Erdoğan, Diyanet İşleri Başkanlığınca online olarak düzenlenen İslam İşbirliği Teşkilatı (İİT) Üye ve Gözlemci Ülkeleri Diyanet İşleri Bakanları/Başkanları/Başmüftüleri İstişare Toplantısı’na video mesaj gönderdi.

Dünyanın tamamını etkileyen koronavirüs salgını sebebiyle bu sene toplantıların dijital platformlar vasıtasıyla gerçekleştirildiğine değinen Erdoğan, “Bu vesileyle salgında hayatını kaybeden kardeşlerime Allah’tan rahmet, hastalarımıza acil şifalar temenni ediyorum. Mevla’dan bizi ve tüm insanlığı bu virüs musibetinden bir an önce kurtarmasını niyaz ediyorum.” ifadelerine yer verdi.

“İSTİŞARELERLE SIKINTILARIMIZI ÇÖZEBİLİRİZ”

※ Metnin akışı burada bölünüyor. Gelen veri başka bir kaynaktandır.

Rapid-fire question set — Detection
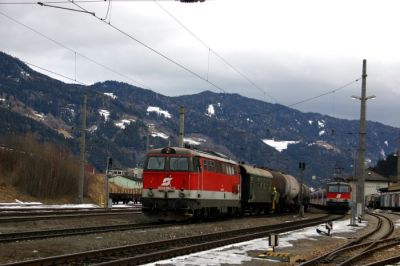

Erdoğan, videokonferans yoluyla da olsa İslam dünyasının alimleriyle bir araya gelmekten bahtiyarlık duyduğunu dile getirerek, konuşmasını şöyle sürdürdü:

“Bu anlamlı toplantının icrasında görev alan herkese teşekkür ediyor, istişarelerimizin ülkelerimiz, İslam ümmeti ve tüm insanlık için hayırlara vesile olmasını diliyorum. Rabb’imiz, hayat rehberimiz Kur’an-ı Kerim’de, ‘Onların işleri aralarında şura iledir.’ buyuruyor. Peygamber Efendimiz ise bir Hadis-i Şeriflerinde, ‘Allah istişareyi ümmetim için bir rahmet kıldı.’ diyor. İçinden geçtiğimiz bu sancılı ve imtihanlarla dolu dönemde, Müslümanlar olarak birbirimizi daha fazla dinlememiz, daha sık fikir alışverişinde bulunmamız gerektiğine inanıyorum. Bu tarz toplantılar, birbirimizi daha iyi anlamamıza imkan vermenin yanı sıra meselelerimizi özgürce konuştuğumuz çok kıymetli platformlardır. Bilhassa inancımızda ‘Peygamberlerin varisleri’ olarak tavsif edilen siz alimlerimizin bir araya gelmesi, görüş teatisinde bulunması çok önemlidir. Görüş ayrılıklarımızı bir yana bırakıp, çeşitli zeminlerde istişare kültürünü yaygınlaştırdığımız ölçüde sıkıntılarımıza çözüm üretebiliriz.”

“SAFLARI SIKLAŞTIRALIM”

Farklılıklardan ziyade ortak noktalara, ortak meselelere yoğunlaşıldığı müddetçe sorunların üstesinden gelinebileceğini belirten Erdoğan, katılımcılara şöyle seslendi:

“‘Birlikte rahmet, ayrılıkta azap vardır.’ ikazına uygun şekilde saflarımızı sıklaştırdığımız, birbirimize kenetlendiğimiz sürece dünya ve ahiret saadetine kavuşabiliriz. Buradaki her bir kardeşimin tecrübesinin, tavsiye, tespit ve eleştirilerinin, şahsım başta olmak üzere Türkiye’deki tüm dostlarınız için çok değerli olduğunu özellikle belirtmek istiyorum. Sizlerden omuzlarınızda taşıdığınız yükün ağırlığıyla mütenasip olarak, yolumuzu ve ufkumuzu aydınlatan, cihanşümul kardeşliğimizi güçlendiren kararlara imza atmanızı istirham ediyorum.”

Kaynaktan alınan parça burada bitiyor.